И вторая жизнь, как будто бы проживаемая другим человеком, полная всем, чего нет в этой первой жизни — внешних впечатлений, знакомств, коротких и длинных дружб и неприязненностей. Они, эти две жизни, различаются даже по времени суток: в обычной жизни она просыпается к ночи, ночью читает и сочиняет, а днем глубоко спит. Во второй, заграничной жизни, она просыпается рано утром и, движимая любопытством, бежит, бежит, куда — все равно, а ночь становится как для всех — сном. Заграничная жизнь — подлинно за границей своих привычек.
Гадалка предсказала мне когда-то, что вторая половина моей жизни будет резко отличаться от первой — в лучшую сторону. Во всяком случае, во втором действии сцена представляет собой море, в нем лодка, проплывают картонные горы…
Впервые я пересекла воздушную границу своей большой тогда родины в год падения Берлинской стены. Советская власть неотвратимо влеклась к смертному ложу, и одним из симптомов и признаком ее неизлечимости было то, что неофициальному поэту разрешили откликнуться на приглашение и принять участие в фестивале. Тот, первый, назывался “Дитя Европы”, но когда из облаков внизу показались ровные электрические круги германских городов, наоборот — Европа родилась для меня. Потом, когда золотое гремящее блюдо ночного Лондона, накренясь, стало вертикально, что-то внутри резко и непоправимо изменилось. Превращение, которое случается со всяким, забредшим в мир иной.

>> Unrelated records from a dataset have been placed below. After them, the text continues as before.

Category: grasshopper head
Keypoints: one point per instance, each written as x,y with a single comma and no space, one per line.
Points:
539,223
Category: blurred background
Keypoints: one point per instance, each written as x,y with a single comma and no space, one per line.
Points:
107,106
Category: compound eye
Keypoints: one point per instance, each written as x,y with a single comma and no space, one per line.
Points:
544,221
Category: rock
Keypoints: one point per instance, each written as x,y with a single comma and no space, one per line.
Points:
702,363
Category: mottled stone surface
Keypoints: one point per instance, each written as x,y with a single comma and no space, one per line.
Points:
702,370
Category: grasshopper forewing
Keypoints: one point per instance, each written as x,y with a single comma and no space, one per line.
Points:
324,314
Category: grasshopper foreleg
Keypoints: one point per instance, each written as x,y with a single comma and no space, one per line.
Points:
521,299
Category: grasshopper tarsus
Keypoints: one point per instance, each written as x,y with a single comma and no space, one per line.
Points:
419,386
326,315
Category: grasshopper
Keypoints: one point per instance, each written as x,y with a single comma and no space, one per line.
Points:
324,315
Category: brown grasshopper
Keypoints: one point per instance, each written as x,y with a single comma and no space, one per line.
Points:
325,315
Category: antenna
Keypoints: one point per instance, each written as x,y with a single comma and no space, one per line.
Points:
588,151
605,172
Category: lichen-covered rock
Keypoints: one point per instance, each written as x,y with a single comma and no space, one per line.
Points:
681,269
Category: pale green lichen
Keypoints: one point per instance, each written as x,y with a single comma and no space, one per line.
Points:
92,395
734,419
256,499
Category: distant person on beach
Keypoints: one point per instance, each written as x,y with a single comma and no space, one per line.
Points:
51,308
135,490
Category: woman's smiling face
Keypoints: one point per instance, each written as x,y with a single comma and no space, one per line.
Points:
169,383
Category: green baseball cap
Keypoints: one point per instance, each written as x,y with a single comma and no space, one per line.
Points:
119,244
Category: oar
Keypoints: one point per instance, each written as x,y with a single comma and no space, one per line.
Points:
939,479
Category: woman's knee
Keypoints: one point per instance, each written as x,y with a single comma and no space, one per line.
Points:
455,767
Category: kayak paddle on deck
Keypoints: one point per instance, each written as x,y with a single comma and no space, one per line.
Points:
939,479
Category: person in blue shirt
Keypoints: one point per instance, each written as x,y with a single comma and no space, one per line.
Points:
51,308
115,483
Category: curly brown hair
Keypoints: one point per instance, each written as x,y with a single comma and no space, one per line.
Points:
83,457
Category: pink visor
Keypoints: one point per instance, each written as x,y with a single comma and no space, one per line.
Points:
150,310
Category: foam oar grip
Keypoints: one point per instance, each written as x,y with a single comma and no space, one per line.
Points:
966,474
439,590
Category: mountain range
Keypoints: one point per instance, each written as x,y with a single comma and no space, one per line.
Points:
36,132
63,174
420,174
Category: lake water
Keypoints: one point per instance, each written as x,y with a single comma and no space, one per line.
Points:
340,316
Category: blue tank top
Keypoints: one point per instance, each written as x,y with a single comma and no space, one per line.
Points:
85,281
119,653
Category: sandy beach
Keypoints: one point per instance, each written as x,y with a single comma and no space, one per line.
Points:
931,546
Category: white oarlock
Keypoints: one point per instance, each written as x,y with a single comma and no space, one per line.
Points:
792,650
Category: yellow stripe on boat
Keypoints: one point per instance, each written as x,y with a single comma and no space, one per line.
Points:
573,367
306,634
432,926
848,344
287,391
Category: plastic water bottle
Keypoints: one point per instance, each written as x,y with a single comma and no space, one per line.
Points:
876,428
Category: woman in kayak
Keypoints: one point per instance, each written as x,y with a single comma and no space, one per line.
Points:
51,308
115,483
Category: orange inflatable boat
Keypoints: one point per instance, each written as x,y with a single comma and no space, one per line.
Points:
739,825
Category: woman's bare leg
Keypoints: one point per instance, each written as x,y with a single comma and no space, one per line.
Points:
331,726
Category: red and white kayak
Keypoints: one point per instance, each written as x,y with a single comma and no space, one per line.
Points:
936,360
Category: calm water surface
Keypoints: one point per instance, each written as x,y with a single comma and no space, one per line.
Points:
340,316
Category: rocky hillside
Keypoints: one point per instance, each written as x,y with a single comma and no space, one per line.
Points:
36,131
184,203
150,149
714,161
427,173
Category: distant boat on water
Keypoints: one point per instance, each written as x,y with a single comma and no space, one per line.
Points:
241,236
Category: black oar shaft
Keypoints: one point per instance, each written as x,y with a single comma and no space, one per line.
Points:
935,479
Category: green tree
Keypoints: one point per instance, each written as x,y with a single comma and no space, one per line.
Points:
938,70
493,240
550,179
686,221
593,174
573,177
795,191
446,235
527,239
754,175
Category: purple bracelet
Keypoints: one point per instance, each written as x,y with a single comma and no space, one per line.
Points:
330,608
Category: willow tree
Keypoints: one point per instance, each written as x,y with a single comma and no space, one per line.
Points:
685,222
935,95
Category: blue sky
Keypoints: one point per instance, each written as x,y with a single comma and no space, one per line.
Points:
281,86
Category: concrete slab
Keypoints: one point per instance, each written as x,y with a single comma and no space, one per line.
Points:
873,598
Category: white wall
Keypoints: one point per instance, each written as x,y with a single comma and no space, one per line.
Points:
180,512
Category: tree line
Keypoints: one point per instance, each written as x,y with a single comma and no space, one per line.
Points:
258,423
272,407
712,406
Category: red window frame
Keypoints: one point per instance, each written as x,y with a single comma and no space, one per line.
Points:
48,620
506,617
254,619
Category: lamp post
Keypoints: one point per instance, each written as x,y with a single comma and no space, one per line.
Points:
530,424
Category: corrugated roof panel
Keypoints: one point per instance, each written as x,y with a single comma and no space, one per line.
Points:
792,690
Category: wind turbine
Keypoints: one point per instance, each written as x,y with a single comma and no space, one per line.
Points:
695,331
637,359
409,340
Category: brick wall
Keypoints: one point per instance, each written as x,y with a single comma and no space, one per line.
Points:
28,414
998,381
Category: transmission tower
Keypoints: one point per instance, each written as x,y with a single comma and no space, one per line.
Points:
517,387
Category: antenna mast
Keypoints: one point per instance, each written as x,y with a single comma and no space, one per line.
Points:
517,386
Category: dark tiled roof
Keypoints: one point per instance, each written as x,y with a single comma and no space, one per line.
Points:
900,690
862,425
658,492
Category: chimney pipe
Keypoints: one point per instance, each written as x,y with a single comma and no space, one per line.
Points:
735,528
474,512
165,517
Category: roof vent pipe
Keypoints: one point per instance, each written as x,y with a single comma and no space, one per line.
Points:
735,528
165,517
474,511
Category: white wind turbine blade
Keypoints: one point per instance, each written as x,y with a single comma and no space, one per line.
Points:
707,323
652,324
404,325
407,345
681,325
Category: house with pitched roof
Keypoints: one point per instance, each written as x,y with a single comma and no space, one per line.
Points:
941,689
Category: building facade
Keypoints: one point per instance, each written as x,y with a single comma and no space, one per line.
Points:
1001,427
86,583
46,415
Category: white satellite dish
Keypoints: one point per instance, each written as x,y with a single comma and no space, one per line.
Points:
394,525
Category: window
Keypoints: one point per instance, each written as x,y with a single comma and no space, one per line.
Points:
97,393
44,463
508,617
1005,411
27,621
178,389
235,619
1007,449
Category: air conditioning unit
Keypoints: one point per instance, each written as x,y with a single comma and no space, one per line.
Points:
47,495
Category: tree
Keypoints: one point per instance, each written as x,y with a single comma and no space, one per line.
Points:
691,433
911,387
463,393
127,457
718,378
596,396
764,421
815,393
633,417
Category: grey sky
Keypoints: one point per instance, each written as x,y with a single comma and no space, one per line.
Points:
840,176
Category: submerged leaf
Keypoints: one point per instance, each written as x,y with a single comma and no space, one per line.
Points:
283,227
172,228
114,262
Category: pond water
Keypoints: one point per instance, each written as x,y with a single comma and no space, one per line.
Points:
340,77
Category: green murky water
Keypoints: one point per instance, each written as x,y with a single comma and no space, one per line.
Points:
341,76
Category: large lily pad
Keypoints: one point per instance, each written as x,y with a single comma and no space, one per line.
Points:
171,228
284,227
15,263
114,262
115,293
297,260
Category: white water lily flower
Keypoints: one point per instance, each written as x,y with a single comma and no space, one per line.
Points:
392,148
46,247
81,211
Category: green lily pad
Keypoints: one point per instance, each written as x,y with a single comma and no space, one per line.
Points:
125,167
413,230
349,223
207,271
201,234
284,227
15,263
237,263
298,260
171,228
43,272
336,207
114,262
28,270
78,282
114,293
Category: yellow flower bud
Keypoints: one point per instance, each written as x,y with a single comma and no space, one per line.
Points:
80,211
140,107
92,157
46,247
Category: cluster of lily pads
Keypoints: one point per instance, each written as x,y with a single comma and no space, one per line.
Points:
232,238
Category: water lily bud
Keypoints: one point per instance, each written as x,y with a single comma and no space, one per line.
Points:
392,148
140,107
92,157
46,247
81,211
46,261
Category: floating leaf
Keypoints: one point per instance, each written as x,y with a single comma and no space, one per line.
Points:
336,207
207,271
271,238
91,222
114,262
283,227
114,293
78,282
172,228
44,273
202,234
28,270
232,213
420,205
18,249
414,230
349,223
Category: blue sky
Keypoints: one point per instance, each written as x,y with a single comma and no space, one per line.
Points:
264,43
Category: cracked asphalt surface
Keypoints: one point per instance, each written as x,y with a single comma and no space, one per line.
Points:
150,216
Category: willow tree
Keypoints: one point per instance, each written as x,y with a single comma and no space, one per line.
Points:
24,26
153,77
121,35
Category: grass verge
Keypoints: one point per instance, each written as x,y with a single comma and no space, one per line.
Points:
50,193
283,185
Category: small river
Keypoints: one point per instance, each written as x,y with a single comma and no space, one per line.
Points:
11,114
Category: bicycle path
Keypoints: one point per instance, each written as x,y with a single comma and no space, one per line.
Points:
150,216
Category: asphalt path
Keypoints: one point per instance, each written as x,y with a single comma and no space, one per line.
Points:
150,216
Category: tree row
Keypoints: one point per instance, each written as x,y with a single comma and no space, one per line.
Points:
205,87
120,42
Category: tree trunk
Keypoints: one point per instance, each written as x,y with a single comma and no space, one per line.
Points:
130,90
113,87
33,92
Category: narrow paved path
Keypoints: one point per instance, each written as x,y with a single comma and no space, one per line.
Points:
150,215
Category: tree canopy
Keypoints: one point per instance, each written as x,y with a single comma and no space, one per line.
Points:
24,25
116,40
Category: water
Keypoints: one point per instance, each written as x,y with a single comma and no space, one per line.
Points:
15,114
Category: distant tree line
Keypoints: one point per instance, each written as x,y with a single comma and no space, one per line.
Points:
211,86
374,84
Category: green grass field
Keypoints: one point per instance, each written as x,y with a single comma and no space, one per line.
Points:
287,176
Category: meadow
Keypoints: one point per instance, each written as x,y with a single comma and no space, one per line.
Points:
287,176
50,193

Хорошо, что они существуют — эти никому на самом деле не нужные фестивали, это литературное шапито. В какой-то стране какие-то люди снимают залы, оплачивают билеты литераторам, чтобы те приезжали и читали недоумевающей аудитории два-три стихотворения в неуклюжих, как правило, переводах, и при этом жили еще несколько дней за счет устроителей в отеле. Все это странно, особенно потому, что русская поэзия представляет собой сейчас по сравнению с западной некий непонятный затянувшийся феномен, эзотерический атавизм своего рода. Она единственная не перешла еще на верлибры целиком и полностью, рифма еще не стала в ней смешной. Она единственная не утратила музыки — одной из двух главных составляющих поэзии (вторая — мысль, особая поэтическая мысль, кровно сращенная с музыкой); еще звучит, поется, произносится, взывает к небесам или подземным богам, рвется куда-то за пределы земного. Грубо говоря — еще имеет сакральный смысл. Европейцам чтение русских стихов кажется чаще всего милым экзотическим действом. Вся наша поэзия для них — абсолютно непознанная область. Может быть, это и к лучшему. В переводах музыки никакой не слышно, и слушателей удивляет подчас резкий контраст между только что прозвучавшим вялым верлибром перевода и страстной напряженной речью подлинника. Катастрофа, случившаяся с европейской поэзией, по непонятным, в сущности, причинам, грозит в дальнейшем и нам. Но еще не случилось, еще она жива…
Никакого смысла эти фестивали не имеют, кроме одного — вдруг оказаться в Нью-Йорке, Иерусалиме, на заброшенном озере Охрид или в Белфасте. Вдруг случается небывалое — и ты стоишь и смотришь на оливы в Гефсиманском саду.
Чудесно, когда рассвет и море (или большое озеро) приходят неожиданно и вместе.
Прекрасно и озеро, и рассвет, но когда они вместе — просыпается растворенная в крови память о рае.
Трясясь всю ночь в допотопном болгарском автобусе, прижавшись щекой к кожаному грязному сиденью, под утро в македонской глуши я выглянула в окошко и почувствовала за серыми деревьями длинное дыхание светающего Охрида, мореподобного озера, огромной родовой плаценты нашей речи.
Позже я увидела и монастырь на берегу этого озера, где подвизались Кирилл и Мефодий перед тем как принести косматым диким славянам письменность.
Берег озера стеснен со всех сторон раскаленными желтовато-серыми горами, уводящими с одной стороны в Грецию, а с другой — в Албанию. На берегу валяются маленькие светящиеся камешки.
Не знаю — в видении, во сне ли отелеснилась перед монахами славянская речь, но на мраморных белых колоннах, низких и тоненьких, подросткового вида, вырезаны первые ее знаки. Рукою, кажется, Кирилла.
Я прикасалась к ним, к этим звездам, колесам, углам, гладила их, и сердце мое благодарило рабов Божиих за их заботу о племенах славянских, еще не испытывавших нужды в чтении, и о нас, будущих. За тьмою веков уже ждали их подвига нерожденные еще, но отныне долженствующие появиться Пушкин, Достоевский, Цветаева…
В конце концов, и меня водят по миру эти знаки, первоначально вырезанные во вдохновении в камне, потом трансформированные, преображенные, упрощенные, живые, вроде лошадей и верблюдов.